トム・ペティ&ザ・ハートブレイカーズ『破壊 ~ Damn the Torpedoes』
1979年発表
Geffen Records(ユニバーサル・ミュージック・ジャパン)

トム・ペティ&ザ・ハートブレイカーズは絶大な人気を誇るロックバンドだ。どれくらいスゴイかというと、アメリカでは、ブルース・スプリングスティーンに肩を並べると言えばわかってもらえるだろうか? ロックの殿堂入りを果たし、ローリングストーン誌が選ぶ「最も偉大なアーティスト100」でも91位にランクインする偉大なロッカーだ。しかし、不幸なことに日本での人気は今ひとつで、来日も2回しか果たされなかった。
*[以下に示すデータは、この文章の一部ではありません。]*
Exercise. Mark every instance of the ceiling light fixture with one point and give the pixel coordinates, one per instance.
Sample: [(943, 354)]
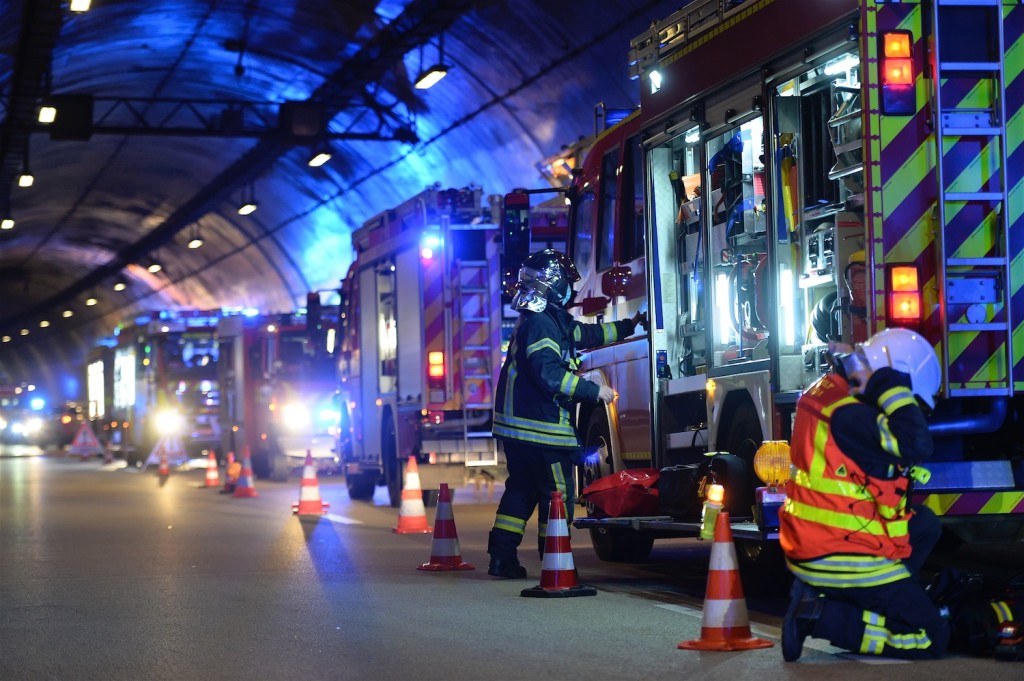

僕はボブ・ディランと一緒に来日した1986年の武道館を見た。かっこよかった。月並みな言葉だけれどそれ以外なかった。まだ僕も若く感受性もあった頃で、聞きながら震えた。アメリカン・ロッカーのくせにちっともマッチョじゃなく、繊細なヴォーカルや曲調がとても耳に心地よかった。「逃亡者」が流れたとき、鳥肌が立った。きっと武道館にいる全員がそうだったと思う。


1979年の大ヒット「逃亡者」。80年初来日の際、『夜のヒットスタジオ』にも出演してたよ。

88年に入るとジョージ・ハリスン、ジェフ・リン、ボブ・ディラン、ロイ・オービソンとともに史上最強のゴージャスな覆面バンド、トラヴェリング・ウィルベリーズの活動に入った。またそれが、とてもトム・ペティ的な音楽でしみじみとよかった。

たまたま、9月の末にBSのミュージックエアで2006年のライブを見たばかりだったので、まだとても信じられない気持ちで一杯だ。

アメリカン・ロックの頂点の一角のご冥福をお祈りします。